Welche Rolle spielt das Alter der Abgeberin oder des Abgebers für meine Verhandlungsposition? Das Durchschnittsalter der Zahnärzteschaft lag 2024 bei 50,4 Jahren, ein Viertel war älter als 60 Jahre [1]. Das Institut der Deutschen Zahnärzte beobachtet zudem eine nachlassende Nachfrage nach Übernahmen gegenüber einer wachsenden Zahl an Abgaben [5]. Beides kann die Verhandlungsposition zugunsten Übernehmender verschieben, ein Automatismus lässt sich daraus aber nicht ableiten.
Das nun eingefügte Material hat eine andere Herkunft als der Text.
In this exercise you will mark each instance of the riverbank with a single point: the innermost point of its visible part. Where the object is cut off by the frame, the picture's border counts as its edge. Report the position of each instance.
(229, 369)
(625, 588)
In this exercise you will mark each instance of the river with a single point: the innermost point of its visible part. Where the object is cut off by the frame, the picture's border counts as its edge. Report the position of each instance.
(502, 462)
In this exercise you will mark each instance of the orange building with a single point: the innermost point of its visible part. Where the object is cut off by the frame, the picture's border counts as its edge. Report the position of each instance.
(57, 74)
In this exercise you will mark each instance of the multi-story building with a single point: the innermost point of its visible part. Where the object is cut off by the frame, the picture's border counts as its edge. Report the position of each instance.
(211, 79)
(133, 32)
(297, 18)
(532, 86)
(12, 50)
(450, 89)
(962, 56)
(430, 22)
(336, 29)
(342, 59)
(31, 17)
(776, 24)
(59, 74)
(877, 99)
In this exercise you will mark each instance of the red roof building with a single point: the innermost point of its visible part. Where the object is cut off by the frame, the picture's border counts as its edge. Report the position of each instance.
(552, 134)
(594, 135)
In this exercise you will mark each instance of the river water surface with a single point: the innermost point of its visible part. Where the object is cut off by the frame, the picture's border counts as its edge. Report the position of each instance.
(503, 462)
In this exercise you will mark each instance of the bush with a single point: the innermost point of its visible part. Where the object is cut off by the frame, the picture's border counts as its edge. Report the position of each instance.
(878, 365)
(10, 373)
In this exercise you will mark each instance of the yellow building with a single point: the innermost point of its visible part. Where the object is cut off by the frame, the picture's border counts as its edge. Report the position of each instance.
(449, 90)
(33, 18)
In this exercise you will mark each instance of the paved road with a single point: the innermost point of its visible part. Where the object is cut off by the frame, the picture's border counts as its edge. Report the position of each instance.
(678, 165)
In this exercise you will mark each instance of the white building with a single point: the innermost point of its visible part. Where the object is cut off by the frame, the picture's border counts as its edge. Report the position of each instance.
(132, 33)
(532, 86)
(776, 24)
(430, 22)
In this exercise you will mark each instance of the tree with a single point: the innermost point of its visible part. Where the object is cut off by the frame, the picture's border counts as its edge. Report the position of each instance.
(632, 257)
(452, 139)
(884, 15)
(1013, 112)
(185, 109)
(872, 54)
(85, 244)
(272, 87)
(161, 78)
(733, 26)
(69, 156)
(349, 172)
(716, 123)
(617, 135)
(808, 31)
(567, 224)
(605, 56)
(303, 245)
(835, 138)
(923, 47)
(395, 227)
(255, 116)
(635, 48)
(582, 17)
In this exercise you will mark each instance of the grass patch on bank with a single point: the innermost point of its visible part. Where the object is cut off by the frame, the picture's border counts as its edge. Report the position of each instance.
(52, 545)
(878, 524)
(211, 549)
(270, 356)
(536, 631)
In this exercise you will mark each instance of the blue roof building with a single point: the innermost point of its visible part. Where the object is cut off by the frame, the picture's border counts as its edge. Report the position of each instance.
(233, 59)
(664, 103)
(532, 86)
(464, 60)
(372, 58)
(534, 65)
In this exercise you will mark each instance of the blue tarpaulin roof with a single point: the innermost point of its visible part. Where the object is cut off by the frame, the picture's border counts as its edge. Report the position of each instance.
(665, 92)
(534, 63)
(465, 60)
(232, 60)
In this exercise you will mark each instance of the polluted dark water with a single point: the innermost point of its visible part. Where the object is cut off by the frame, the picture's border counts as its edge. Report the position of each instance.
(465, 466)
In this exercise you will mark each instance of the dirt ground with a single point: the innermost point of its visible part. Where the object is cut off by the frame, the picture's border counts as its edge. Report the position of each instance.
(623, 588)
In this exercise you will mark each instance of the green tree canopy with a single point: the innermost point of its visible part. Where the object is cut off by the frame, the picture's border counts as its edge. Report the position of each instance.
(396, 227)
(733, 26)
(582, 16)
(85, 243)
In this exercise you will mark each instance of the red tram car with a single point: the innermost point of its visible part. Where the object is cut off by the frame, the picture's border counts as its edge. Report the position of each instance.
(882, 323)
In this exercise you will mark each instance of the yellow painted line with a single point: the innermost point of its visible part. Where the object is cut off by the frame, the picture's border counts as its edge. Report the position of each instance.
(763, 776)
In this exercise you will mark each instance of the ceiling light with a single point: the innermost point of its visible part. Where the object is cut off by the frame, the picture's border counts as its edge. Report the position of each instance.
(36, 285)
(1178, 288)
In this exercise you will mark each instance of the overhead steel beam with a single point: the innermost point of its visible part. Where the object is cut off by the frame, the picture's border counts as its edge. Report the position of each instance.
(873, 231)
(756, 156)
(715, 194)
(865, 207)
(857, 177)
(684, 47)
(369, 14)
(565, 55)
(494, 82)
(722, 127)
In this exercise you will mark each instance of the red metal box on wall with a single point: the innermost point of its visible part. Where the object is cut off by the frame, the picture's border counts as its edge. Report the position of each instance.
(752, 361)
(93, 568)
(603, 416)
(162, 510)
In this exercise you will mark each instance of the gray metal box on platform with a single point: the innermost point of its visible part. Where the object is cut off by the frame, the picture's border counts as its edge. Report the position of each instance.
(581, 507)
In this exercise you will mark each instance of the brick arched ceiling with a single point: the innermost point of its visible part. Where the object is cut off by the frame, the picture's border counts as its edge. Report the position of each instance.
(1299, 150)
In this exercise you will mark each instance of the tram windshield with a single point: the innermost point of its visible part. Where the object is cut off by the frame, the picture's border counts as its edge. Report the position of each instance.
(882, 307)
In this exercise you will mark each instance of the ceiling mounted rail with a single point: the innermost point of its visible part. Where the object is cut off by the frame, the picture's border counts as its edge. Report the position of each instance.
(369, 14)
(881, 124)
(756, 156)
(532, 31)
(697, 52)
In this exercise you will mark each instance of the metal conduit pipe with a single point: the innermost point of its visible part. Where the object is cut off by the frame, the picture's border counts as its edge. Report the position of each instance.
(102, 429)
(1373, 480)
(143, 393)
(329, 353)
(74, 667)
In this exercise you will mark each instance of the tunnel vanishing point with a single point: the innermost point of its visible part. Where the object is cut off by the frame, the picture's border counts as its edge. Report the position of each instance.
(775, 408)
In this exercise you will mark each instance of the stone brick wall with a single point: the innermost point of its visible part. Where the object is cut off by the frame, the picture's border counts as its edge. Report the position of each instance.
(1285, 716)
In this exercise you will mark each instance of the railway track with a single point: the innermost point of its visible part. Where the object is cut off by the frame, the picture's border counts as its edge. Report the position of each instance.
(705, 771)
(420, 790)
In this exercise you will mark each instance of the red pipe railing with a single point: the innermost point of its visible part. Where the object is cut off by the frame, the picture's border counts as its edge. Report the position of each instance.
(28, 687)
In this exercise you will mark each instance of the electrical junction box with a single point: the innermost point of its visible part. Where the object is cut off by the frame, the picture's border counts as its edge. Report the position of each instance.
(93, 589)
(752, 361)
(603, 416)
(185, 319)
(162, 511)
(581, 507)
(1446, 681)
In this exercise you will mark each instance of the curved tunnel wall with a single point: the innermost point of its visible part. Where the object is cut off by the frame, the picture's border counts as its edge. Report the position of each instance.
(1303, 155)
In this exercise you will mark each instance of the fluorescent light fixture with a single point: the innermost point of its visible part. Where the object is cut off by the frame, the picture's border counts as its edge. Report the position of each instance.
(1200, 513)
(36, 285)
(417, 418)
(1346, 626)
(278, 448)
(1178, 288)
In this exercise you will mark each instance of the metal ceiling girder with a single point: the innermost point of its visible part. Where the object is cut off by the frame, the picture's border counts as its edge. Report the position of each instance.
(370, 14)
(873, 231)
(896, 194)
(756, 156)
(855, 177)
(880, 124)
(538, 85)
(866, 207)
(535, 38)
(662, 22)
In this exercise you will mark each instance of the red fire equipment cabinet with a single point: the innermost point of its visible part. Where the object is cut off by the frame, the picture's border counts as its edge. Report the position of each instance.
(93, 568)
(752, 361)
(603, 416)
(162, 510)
Wie viel Eigenkapital sollte ich einbringen? Eine feste Quote schreibt keine der ausgewerteten Quellen vor; sie ist Verhandlungssache mit der finanzierenden Bank. Grundsätzlich gilt: Je höher der Eigenkapitalanteil, desto geringer der laufende Kapitaldienst und desto größer der Puffer für Übergangsrisiken.
Verwandte Begriffe
- Privatliquidation und GOZ: bestimmt, welcher Teil des übernommenen Umsatzes auf gut kalkulierbare Kassenleistungen und welcher auf das rechtlich anders geregelte Privatgeschäft entfällt
- Recall-Management wirtschaftlich betrachten: entscheidet mit darüber, wie stabil sich der übernommene Patientenstamm nach der Übergabe halten lässt
- Rentabilitätsanalyse in der Zahnarztpraxis: liefert die laufenden Kennzahlen, an denen sich der tatsächliche Verlauf nach der Übernahme gegen die Kaufkalkulation prüfen lässt
- Selbstzahlerleistungen-Anteil in der Zahnarztpraxis: beeinflusst, wie stark der künftige Ertrag von GKV-Vergütungssätzen unabhängig ist
- Praxisübernahme bewerten: die Ermittlung von Substanzwert und Goodwill, auf der die hier beschriebene wirtschaftliche Tragfähigkeitsprüfung aufsetzt
Quellen
- Kassenzahnärztliche Bundesvereinigung (KZBV): Jahrbuch 2025. Statistische Basisdaten zur vertragszahnärztlichen Versorgung. 2025. https://www.kzbv.de/wp-content/uploads/KZBV_Jahrbuch_2025_Web_ohne_GOZ.pdf
- Bundesärztekammer, Kassenärztliche Bundesvereinigung: Hinweise zur Bewertung von Arztpraxen. Deutsches Ärzteblatt, Jg. 105, Heft 51-52, 22. Dezember 2008. https://www.aekwl.de/fileadmin/rechtsabteilung/doc/a2778praxen.pdf
- Bundesministerium der Justiz: Einkommensteuergesetz (EStG), § 16 und § 18. Fassung abgerufen am 22.07.2026. https://www.gesetze-im-internet.de/estg/__16.html
- Bundesfinanzhof: Urteil vom 21. Februar 2017, Az. VIII R 7/14. 2017. https://www.bundesfinanzhof.de/de/entscheidung/entscheidungen-online/detail/STRE201710117/
- Institut der Deutschen Zahnärzte (IDZ): Investitionen bei der zahnärztlichen Existenzgründung 2024; Zahnärztliche Existenzgründungsforschung. Abgerufen am 22.07.2026. https://www.idz.institute/leuchtturmprojekte/zahnaerztliche-existenzgruendungsforschung/
Unsicherheiten
Eine belastbare, bundesweit erhobene Quote zur Patientenabwanderung nach einer Praxisübernahme ließ sich in den ausgewerteten Quellen nicht finden; die im Beitrag empfohlene Risikopufferung beruht auf allgemeiner kaufmännischer Vorsicht, nicht auf einer Kennzahl. Eine gesonderte Datengrundlage zu Investitionsvolumen oder Goodwill speziell für kieferorthopädische Praxisübernahmen war nicht auffindbar. Die Zahlen zu Substanzwert, Goodwill und Investitionsvolumen im KZBV-Jahrbuch beruhen auf einer Erhebung von IDZ und Deutscher Apotheker- und Ärztebank unter deren eigenen Finanzierungsfällen, nicht auf einer Vollerhebung aller Praxisübernahmen in Deutschland [1]. Die Beobachtung des Instituts der Deutschen Zahnärzte zu einer nachlassenden Nachfrage nach Übernahmen stammt von der Institutswebsite und ließ sich ohne Zugriff auf die zugrunde liegende Studie nicht mit einer eigenen Kennzahl unterlegen [5]. Die genannte Nutzungsdauer des Praxiswertes betrifft einen konkreten Einzelfall des Bundesfinanzhofs und ist nicht ohne weiteres auf jede Übernahme übertragbar [4]. Dieser Beitrag gibt den Stand vom 22.07.2026 wieder und ersetzt keine Steuer- oder Rechtsberatung im Einzelfall.
Dieser Beitrag wurde redaktionell erstellt und fachlich geprüft. Er ersetzt keine individuelle Rechts- oder Steuerberatung.